Bu görüntüleri izleyen tüm Galatasaraylıları stres basmıştı içten içe.. ve maç başlasın, bir de penaltı kazanmayalım mı? Stres sanırım ikiye katlanmıştı.. Topun başına gelen Tugay, nefeslerin tutulduğu anda, topu kaleciye nişanlıyor ve adeta korktuğumuzu başımıza getiriyordu.. Neyse ki, Deportivo kadar şanssız değildik.. Sonrasında bir duran topta aynı Tugay Hakan Şükür'e asistini yapıyor, ikinci yarıda da Ljung ile bir gol daha bulup şampiyonluğa uzanıyorduk.. Kaptan ikinci şampiyonluğuna da ulaşmıştı artık..

Tugay için böylesine pozitif giden herşey, 1994-95 sezonunda, Saftig'li o uğursuz sezonda bozulmaya başladı.. Ligin ikinci yarısında tepetaklak olan takımda, basın tarafından Tugay kumarbaz olarak günah keçisi ilan ediliyor ve yönetim de 22 yaşında kaptan yaptığı oyuncusundan 25 yaşında kaptanlığı alıyor, bu görevi uzun yıllar sürdürecek olan Bülent Korkmaz'a devrediyordu.. Bu kaptanlık devrini her zaman Tugay'a saygıda kusur etmeden karşılayan Bülent Korkmaz, kazanılan ilk kupayı tek kaldırmak yerine, Tugay ile beraber kaldırıyor ve hem Türk belki de Dünya futbolunda, ilk kez kupaların tek kaptan yerine iki kişi tarafından kaldırılması uygulamasını başlatıyordu.. Sonraki yıllarda, Bülent bu uygulamaya devam etti ve Suat'la kaldırdı kupaları.. ve daha şimdi adını hatırlayamadım niceleriyle..

Tugay burulmuştu; Galatasaray'ı delicesine seven Tugay'ın kalbinden bir şeyler kopmuştu eminim.. Ama devam etti Tugay.. 

Bir sonraki sezon Souness'in en güvendiği isimlerden biri olarak yine Galatasaray orta sahasının beyniydi Tugay.. Yıllar sonra devam edecek işbirliklerinin temeli o sene atılmış oluyordu.. Koskoca Liverpool tarihinin Kenny Dalglish, Steven Gerrard ve John Barnes'tan sonra en büyük oyuncusu olarak kabul edilen usta futbolcusu Souness, teknik adamlığında gördüğü bu yeteneği tabii ki atlamayacaktı ve atlamadı da..

Sonrasında Fatih Terim'li sezonlar..İlk sezonda Hagi'nin gelişiyle elbette geri plana düşmesine rağmen, yine de 30'un üzerinde maç oynuyor ve 2 şampiyonluğa daha imza atıyordu..Fatih Terim'li üçüncü sezonda ise işler terse gitmeye başlıyordu.. Tolunay Kafkas gelmişti Galatasaray'a artık ve Fatih Hoca Milli takımdan talebesi olan bu isme de şans vermeye başlamıştı.. Tugay'ın oynadığı dakikalar giderek azalmaya başlıyordu..O sene de elde edilen şampiyonluktan sonra, 1999-2000 sezonuna gelindiğinde, ikili arasındaki sorunlar giderek ayyuka çıkıyor, Tugay'ın devre arasında klüpten ayrılacağı konuşuluyordu..

Ama nereye gidebilirdi ki Tugay?

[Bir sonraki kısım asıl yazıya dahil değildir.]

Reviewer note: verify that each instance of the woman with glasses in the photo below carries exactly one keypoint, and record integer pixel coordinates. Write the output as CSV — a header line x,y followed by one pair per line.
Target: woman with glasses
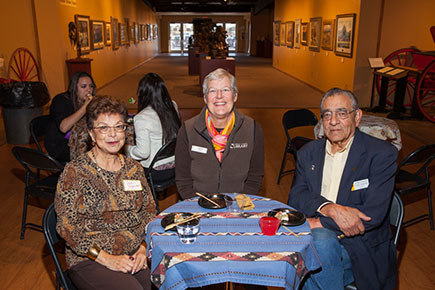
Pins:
x,y
66,110
220,150
155,125
103,204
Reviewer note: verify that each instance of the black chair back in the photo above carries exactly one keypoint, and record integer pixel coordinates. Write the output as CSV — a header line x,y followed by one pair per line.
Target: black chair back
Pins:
x,y
292,119
39,127
158,185
52,238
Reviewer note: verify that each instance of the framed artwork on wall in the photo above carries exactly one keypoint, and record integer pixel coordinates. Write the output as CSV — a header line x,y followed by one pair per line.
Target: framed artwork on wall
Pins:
x,y
315,33
97,34
107,33
289,32
123,37
84,31
328,34
282,33
344,34
304,33
276,26
115,33
297,32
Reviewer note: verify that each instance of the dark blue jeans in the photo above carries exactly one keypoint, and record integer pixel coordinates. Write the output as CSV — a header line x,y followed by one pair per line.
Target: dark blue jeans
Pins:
x,y
336,271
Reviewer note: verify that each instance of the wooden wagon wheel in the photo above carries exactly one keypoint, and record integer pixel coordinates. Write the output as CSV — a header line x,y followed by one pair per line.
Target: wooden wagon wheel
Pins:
x,y
23,66
426,92
400,57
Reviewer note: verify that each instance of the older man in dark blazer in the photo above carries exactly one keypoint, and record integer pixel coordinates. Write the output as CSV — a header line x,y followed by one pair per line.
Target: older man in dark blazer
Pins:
x,y
344,185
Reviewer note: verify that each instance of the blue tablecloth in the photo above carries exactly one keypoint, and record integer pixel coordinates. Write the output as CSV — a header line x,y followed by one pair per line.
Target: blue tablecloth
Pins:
x,y
229,247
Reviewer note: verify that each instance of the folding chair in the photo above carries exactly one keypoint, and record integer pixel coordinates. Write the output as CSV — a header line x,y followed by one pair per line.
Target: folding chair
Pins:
x,y
408,182
290,120
34,161
52,238
158,184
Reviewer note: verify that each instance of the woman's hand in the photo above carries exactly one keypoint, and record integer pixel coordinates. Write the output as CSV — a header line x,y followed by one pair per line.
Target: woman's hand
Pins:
x,y
139,259
119,263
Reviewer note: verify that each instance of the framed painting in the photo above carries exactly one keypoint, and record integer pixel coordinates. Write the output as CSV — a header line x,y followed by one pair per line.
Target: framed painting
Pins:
x,y
97,34
289,33
315,33
297,32
282,33
107,33
115,33
328,34
84,32
304,33
344,34
276,26
123,36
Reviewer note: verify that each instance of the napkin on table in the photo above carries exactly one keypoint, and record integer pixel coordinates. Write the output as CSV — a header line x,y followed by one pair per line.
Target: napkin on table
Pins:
x,y
244,202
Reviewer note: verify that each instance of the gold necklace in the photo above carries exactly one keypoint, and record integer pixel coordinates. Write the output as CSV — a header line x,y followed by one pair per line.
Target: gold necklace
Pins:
x,y
96,163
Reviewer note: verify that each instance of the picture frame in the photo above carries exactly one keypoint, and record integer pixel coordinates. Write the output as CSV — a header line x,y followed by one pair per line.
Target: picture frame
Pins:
x,y
315,33
304,33
276,32
115,33
136,32
83,33
344,34
123,34
289,33
97,34
328,32
282,34
107,33
297,31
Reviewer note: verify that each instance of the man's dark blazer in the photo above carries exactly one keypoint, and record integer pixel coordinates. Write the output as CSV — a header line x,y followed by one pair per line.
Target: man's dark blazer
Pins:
x,y
373,254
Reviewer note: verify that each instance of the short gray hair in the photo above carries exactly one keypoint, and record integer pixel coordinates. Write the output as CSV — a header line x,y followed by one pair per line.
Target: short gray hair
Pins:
x,y
219,74
338,91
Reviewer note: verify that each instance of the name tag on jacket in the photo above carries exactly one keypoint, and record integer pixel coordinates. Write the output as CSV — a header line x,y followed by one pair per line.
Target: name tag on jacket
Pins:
x,y
199,149
360,184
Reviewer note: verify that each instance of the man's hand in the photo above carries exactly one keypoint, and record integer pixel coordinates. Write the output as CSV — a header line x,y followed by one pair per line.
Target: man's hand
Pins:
x,y
349,219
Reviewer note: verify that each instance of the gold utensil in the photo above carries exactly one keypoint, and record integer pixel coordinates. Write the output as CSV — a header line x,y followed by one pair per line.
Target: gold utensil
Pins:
x,y
291,231
187,219
208,199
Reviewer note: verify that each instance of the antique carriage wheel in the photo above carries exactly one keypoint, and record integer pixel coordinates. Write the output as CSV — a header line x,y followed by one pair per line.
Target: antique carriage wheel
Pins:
x,y
402,57
23,66
426,92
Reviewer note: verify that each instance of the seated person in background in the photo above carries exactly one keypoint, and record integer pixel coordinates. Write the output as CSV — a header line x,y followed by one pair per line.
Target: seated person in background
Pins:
x,y
219,150
66,110
344,185
103,204
155,125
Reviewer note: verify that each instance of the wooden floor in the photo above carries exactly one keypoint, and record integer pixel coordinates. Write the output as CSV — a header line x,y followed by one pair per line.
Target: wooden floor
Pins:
x,y
26,264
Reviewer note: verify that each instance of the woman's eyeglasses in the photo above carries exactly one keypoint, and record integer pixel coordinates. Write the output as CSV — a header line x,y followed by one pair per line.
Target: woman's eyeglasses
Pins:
x,y
339,114
105,129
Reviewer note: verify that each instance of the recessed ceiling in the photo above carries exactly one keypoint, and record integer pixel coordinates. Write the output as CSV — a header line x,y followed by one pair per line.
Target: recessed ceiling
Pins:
x,y
208,6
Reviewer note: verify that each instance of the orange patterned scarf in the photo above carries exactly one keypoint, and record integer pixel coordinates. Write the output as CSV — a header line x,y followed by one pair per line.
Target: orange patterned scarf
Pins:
x,y
219,139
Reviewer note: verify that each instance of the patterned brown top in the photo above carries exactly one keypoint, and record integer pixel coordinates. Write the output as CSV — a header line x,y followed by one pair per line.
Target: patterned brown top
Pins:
x,y
92,207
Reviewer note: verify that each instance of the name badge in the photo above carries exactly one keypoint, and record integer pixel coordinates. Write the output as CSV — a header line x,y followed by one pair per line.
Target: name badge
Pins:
x,y
132,185
199,149
360,184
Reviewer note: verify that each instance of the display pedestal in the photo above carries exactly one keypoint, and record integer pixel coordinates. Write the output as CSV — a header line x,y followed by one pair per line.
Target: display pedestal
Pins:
x,y
78,64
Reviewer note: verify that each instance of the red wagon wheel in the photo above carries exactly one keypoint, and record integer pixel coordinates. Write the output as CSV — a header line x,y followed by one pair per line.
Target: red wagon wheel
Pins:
x,y
426,92
400,57
23,66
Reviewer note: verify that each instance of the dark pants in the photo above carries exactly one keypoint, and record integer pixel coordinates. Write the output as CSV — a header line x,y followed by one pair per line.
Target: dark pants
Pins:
x,y
92,275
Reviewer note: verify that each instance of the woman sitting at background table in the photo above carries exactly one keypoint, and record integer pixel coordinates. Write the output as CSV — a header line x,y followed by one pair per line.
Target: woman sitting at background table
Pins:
x,y
155,125
67,109
103,204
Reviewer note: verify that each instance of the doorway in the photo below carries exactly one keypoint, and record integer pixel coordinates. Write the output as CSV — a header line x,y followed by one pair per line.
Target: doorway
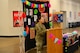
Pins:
x,y
65,23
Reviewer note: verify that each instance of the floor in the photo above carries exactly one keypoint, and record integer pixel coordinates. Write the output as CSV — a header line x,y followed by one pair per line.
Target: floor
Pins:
x,y
12,45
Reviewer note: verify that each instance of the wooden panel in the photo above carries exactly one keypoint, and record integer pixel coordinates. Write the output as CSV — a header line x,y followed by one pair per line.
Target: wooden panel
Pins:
x,y
51,46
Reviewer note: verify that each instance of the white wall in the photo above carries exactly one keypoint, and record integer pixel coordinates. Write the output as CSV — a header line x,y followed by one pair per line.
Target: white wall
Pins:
x,y
4,20
69,5
55,5
14,5
6,17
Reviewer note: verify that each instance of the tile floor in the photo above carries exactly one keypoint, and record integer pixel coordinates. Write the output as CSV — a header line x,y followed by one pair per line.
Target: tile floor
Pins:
x,y
11,45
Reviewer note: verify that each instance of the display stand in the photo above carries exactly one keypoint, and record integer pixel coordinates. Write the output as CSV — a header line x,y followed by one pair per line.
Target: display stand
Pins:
x,y
51,46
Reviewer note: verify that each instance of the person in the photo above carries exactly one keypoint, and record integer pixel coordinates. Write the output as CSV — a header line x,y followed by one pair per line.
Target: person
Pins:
x,y
40,34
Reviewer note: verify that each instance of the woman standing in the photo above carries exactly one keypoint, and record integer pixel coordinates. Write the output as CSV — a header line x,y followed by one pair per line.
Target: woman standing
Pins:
x,y
40,34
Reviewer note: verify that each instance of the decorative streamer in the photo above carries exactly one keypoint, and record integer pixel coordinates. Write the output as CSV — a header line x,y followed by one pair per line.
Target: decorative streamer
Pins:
x,y
51,35
53,38
56,40
59,41
23,1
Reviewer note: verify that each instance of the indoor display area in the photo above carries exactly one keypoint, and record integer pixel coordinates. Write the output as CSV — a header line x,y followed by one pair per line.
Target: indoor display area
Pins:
x,y
40,26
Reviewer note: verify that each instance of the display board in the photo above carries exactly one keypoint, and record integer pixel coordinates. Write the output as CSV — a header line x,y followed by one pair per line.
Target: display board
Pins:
x,y
32,15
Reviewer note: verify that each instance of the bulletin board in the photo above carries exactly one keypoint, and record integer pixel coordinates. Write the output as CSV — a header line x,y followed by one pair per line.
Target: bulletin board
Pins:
x,y
32,15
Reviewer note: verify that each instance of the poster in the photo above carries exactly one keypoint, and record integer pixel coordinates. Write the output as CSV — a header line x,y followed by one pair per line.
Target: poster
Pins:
x,y
30,12
27,11
32,33
29,21
45,15
17,19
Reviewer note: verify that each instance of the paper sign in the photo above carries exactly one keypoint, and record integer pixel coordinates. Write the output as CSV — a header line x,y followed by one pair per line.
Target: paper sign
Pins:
x,y
29,21
35,17
56,40
59,41
26,11
32,33
24,19
17,18
30,12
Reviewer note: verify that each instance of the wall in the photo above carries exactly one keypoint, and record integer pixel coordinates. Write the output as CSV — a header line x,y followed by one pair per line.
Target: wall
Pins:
x,y
4,20
55,5
14,5
70,6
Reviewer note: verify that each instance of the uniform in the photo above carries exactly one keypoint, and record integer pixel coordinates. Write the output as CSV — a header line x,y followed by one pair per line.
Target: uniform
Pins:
x,y
40,34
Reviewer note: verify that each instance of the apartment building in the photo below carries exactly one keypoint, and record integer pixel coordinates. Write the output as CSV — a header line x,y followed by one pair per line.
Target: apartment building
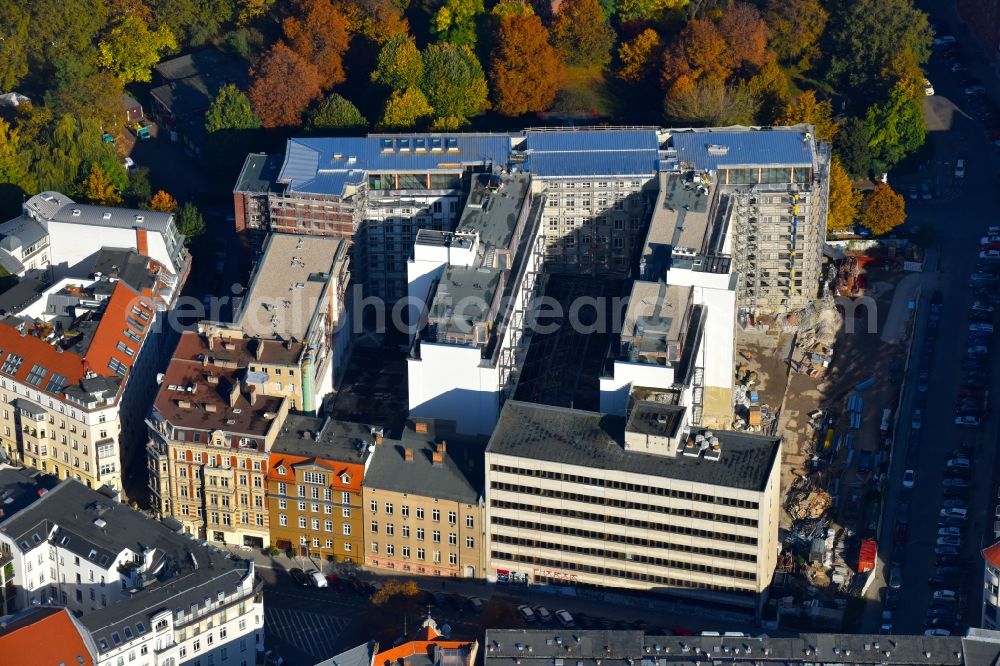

Yıllar sonra genç Arda tarafından taklidi yapılacak, ben burda doğdum, burda öleceğim hareketini Sami Yen'de yapmış, kalbi Galatasaray için çarpan bu isim Türkiye'de başka takımda oynayabilir miydi? 

Tabii ki hayır.. 

Nitekim, teklif İskoçya'dan geliyor, Tugay da devre arasında 30 yaşındayken Glasgow Rangers'a transfer oluyordu.. 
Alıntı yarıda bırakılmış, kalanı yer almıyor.